少しうっとりしただけでこの扱い。俺は小走りでネルンに駆け寄る。
「サリーちゃんとリゼちゃんはこっちよ〜。みんなで仲良くお風呂に入りましょう」
弾むような声で妹達に近寄るナターシャ。
「えっ! ちょっと…… 待ってよ……」
ナターシャより先にネルン以外のメイドたち四人が妹二人を囲み、ほぼほぼ連行するような形で部屋の一室に向かっていく。
「お風呂って、なんでなの?…… もう! お姉ちゃんも少しは抵抗してよ」
腕をブンブン振り回すリゼと、全てを受け入れたよかのような従順さで、メイドに囲まれ進んで行くサリー。あれはもう完全に諦めてるな。
「お姉ちゃん! スキップなんかしないで!」
むしろ喜んでる!?
だがここは兄として、兄として、嫌がる? 二人を見過ごすわけにはいかない。妹を助けない兄など存在すべきではないのだ。
「ちょっと待ってくれ、俺もそっちへ行く。いや、行かさせてくれ、妹達が心配だ! 俺は兄として当然の責務を果たさなければならない」
勇ましくサリーとリゼの下へ、さながら拐われる姫を助けに駆けつける騎士のように一歩を踏み出したのだが…… あれ? 体が前に進まないぞ。
『ダレス様。どうぞ、こちらへ』
振り向くとネルンは俺の服を掴んでいた。さっきと同じ言葉なのに、何かとてつもない圧を感じる。それに、俺を抑えている力は、可愛らしい見た目と反して強烈なものだ。さすがは、ナターシャがネクロマンスした女の子といったところか。

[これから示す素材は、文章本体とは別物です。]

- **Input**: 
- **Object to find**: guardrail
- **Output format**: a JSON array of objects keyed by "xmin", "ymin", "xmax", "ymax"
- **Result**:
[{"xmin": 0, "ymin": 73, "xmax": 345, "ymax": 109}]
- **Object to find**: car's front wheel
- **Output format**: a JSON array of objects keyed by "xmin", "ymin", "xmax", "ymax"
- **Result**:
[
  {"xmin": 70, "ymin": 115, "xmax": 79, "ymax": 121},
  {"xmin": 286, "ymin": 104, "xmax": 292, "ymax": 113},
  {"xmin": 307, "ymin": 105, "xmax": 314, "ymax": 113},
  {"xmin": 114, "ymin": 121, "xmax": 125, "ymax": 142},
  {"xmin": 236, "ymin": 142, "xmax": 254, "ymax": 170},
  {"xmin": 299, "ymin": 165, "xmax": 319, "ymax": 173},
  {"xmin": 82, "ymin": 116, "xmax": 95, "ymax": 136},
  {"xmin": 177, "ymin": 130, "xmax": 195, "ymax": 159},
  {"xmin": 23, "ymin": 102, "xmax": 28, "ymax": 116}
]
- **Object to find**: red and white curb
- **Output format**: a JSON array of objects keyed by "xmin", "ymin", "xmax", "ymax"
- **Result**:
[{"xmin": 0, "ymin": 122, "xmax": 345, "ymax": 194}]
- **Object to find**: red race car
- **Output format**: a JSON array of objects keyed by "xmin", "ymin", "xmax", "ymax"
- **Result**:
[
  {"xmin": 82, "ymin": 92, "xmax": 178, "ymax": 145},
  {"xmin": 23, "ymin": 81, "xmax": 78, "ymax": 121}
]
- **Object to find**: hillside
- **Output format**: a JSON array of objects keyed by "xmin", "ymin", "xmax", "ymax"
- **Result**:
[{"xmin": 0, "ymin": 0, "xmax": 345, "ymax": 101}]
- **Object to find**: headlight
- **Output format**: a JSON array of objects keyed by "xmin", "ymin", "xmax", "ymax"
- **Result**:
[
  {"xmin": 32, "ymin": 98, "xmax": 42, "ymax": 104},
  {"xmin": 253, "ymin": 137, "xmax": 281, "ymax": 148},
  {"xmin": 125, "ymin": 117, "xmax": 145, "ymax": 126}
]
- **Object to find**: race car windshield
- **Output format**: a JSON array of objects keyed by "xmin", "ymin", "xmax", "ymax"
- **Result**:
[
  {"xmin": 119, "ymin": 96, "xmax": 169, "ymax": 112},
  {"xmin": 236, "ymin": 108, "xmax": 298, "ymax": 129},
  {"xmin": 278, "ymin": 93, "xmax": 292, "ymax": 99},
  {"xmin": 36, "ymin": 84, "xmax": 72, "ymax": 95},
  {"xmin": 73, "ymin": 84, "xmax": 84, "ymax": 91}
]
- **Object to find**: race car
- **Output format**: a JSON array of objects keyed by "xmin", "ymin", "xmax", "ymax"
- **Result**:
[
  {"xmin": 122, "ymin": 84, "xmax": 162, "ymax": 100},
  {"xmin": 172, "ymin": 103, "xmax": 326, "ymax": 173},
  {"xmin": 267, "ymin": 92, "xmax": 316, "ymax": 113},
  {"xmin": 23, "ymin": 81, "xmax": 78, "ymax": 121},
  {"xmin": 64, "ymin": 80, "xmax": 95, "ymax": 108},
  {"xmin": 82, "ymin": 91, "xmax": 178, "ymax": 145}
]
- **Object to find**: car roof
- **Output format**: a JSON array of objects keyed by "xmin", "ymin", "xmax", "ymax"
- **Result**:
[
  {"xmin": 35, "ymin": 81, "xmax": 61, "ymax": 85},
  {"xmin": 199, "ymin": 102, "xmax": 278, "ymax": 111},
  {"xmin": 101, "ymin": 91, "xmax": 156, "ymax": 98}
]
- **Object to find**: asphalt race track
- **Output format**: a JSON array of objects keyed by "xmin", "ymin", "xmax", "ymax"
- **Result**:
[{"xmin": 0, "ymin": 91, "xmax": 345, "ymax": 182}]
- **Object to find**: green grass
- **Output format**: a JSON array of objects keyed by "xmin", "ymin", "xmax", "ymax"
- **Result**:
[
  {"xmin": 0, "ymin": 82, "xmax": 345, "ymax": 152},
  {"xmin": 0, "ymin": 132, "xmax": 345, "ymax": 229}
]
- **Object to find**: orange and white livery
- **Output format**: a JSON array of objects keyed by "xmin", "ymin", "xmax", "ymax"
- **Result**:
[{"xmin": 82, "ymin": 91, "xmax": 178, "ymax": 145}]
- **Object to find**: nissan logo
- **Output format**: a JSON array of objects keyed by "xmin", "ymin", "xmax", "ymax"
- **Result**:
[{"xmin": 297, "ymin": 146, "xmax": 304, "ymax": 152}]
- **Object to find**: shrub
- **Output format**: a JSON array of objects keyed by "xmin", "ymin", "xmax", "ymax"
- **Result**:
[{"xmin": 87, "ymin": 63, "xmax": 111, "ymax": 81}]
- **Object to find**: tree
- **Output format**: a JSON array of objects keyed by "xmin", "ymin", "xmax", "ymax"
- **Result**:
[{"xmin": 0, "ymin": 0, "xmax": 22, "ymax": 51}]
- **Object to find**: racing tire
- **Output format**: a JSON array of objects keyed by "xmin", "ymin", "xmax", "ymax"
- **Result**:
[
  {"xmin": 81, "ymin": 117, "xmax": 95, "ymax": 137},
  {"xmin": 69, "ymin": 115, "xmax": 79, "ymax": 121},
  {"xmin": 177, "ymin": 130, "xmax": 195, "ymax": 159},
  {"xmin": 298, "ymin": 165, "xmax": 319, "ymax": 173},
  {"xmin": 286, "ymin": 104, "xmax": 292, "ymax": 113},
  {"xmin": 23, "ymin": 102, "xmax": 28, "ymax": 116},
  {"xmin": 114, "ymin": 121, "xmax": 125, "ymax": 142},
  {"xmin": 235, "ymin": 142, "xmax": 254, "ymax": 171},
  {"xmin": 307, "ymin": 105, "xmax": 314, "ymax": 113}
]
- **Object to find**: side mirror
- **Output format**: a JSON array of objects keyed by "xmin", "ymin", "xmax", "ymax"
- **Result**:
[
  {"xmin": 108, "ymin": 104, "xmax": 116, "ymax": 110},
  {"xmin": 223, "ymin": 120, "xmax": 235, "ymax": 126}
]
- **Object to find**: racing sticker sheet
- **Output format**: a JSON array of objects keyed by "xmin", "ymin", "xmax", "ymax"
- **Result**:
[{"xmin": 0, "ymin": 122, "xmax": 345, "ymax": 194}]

しかし、俺は諦めるわけにはいかない。連れ去られる妹を目の前に引き下がれるものか。
「リゼ! すぐに向かうから時間を稼いでくれ!」
「お兄ちゃん……!」
ん? おかしいな? 親愛なる妹から怪訝な目を向けられている。隣でナターシャが見下すように俺を見ているが、それはいつもの事なので気にしなくてもいいだろう。サリーの―― 冷たい目もいつも通りだな。うん…… はい…… 俺が悪かったです。
サリーとリゼを取り囲むメイド達からも冷たい視線を浴びながら、俺はしぶしぶ案内された浴室へと向かった。